When I accepted my appointment to the United States Naval Academy in 2007, there was very little I understood about what was about to happen. During my senior year of high school, I discovered a series of photographs documenting plebe summer by Pete Souza. I poured over those photos and they became my way of mentally preparing for the step into the unknown that lay ahead. I was grateful for them. They were honest.

A couple of months later, my BCG’s were sliding down my nose as the sun was rising during a muggy practice parade over plebe summer. The pink light behind us produced the most peculiar pattern of shadows on the backs of the rows of plebes ahead. Head, rifle, head, rifle, head, rifle... If I could have stopped and captured the moment right then, I would have.

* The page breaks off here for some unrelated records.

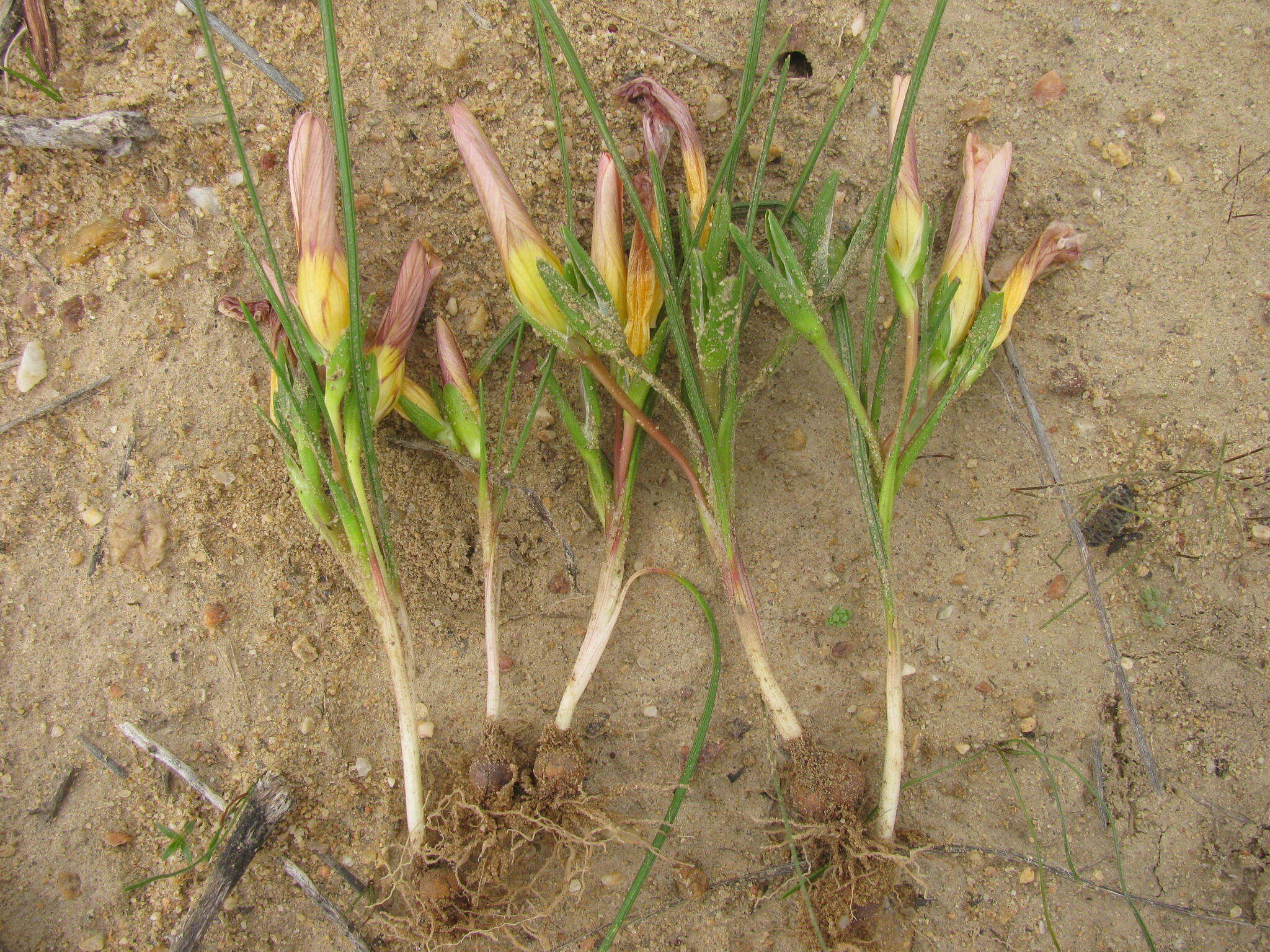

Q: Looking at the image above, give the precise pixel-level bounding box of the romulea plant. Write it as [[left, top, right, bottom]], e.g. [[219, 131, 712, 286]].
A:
[[451, 0, 909, 820], [733, 71, 1082, 842], [195, 0, 441, 840]]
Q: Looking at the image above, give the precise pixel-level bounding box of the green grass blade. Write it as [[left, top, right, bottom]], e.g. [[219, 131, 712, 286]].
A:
[[597, 569, 722, 952]]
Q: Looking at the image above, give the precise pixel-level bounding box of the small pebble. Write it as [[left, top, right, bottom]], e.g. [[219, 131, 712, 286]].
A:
[[102, 830, 132, 848], [1103, 142, 1133, 169], [674, 863, 710, 900], [1010, 694, 1036, 717], [61, 216, 128, 268], [1032, 70, 1067, 105], [956, 99, 992, 126], [14, 340, 48, 394], [203, 602, 229, 631], [291, 635, 318, 664], [701, 93, 728, 122], [185, 185, 221, 214], [141, 252, 180, 281]]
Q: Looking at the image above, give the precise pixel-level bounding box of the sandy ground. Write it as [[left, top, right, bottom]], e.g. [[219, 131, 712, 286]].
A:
[[0, 0, 1270, 952]]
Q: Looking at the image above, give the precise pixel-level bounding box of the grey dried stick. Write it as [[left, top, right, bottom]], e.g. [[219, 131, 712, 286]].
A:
[[1003, 338, 1165, 796]]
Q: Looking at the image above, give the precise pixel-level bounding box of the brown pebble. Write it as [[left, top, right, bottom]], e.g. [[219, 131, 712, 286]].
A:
[[57, 870, 81, 899], [61, 216, 127, 268], [1103, 142, 1133, 169], [1049, 363, 1088, 396], [291, 635, 318, 664], [674, 862, 710, 899], [956, 99, 992, 126], [57, 294, 86, 334], [1032, 70, 1067, 105], [203, 602, 229, 631]]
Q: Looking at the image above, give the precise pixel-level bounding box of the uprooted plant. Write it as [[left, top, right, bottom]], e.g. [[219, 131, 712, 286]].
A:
[[452, 0, 887, 842], [195, 0, 441, 839], [737, 2, 1082, 842]]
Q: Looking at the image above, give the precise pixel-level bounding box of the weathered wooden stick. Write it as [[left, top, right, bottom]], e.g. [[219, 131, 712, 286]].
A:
[[282, 859, 371, 952], [27, 767, 76, 822], [79, 734, 128, 781], [171, 772, 293, 952], [120, 721, 228, 814], [22, 0, 57, 76], [0, 109, 155, 155]]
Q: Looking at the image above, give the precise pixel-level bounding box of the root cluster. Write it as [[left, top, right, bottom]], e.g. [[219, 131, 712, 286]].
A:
[[394, 725, 621, 950], [781, 740, 908, 950]]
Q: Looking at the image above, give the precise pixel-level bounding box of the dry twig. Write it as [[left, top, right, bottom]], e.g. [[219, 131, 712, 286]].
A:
[[1003, 338, 1165, 796], [0, 377, 110, 436]]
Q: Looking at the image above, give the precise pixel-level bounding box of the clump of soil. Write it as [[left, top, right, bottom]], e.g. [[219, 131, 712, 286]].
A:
[[785, 738, 868, 822], [395, 725, 619, 948], [533, 725, 587, 803], [783, 739, 904, 948]]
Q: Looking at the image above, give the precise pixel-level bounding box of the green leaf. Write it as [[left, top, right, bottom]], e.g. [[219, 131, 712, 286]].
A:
[[732, 224, 824, 343], [824, 606, 851, 628]]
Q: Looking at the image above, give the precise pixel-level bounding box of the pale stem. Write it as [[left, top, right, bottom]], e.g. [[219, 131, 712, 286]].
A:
[[556, 503, 628, 731], [366, 561, 424, 840], [480, 515, 503, 720], [876, 604, 904, 843], [720, 539, 802, 744]]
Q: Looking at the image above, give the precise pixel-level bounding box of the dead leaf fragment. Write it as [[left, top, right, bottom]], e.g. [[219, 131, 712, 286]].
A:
[[1032, 70, 1067, 105], [956, 99, 992, 126], [105, 503, 167, 573]]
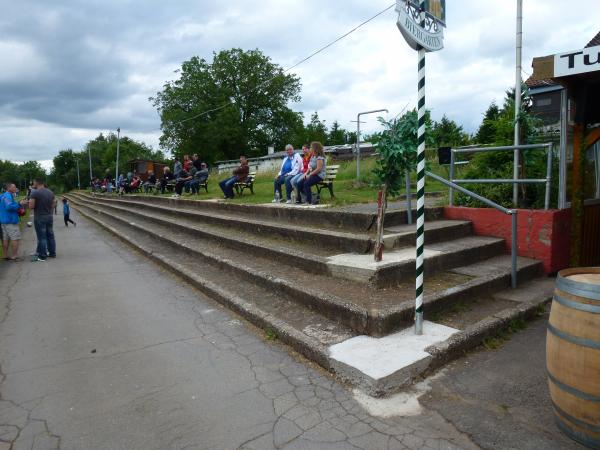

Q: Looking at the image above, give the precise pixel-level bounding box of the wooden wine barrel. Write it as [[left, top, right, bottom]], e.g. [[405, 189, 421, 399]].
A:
[[546, 268, 600, 449]]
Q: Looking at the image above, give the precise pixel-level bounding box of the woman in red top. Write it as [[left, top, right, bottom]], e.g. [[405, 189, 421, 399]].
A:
[[291, 144, 312, 203]]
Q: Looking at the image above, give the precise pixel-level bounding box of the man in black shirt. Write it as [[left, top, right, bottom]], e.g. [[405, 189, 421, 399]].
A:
[[29, 179, 56, 261]]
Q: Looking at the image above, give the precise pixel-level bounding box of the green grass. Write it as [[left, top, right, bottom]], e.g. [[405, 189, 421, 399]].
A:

As plebe year progressed, those moments continued to taunt me. The deep viridians of Stribling Walk at dusk, peppered with the glow of fireflies after nights on the parade field... Feelings of camaraderie unparalleled from any team I’d been on. Magnificent blankets of snow that made my feelings of the Dark Ages really complicated.

I realized I needed to tell the story, too. But with my medium. With paint. From the perspective of someone who’s chopped the halls and cut her hair and endured the endless days.

“A Midshipman’s Journey” is my story, but it’s also yours. It’s the journey of accepting the call, stepping past the threshold of the unknown, and arriving through the other side a different person, yet somehow still the same.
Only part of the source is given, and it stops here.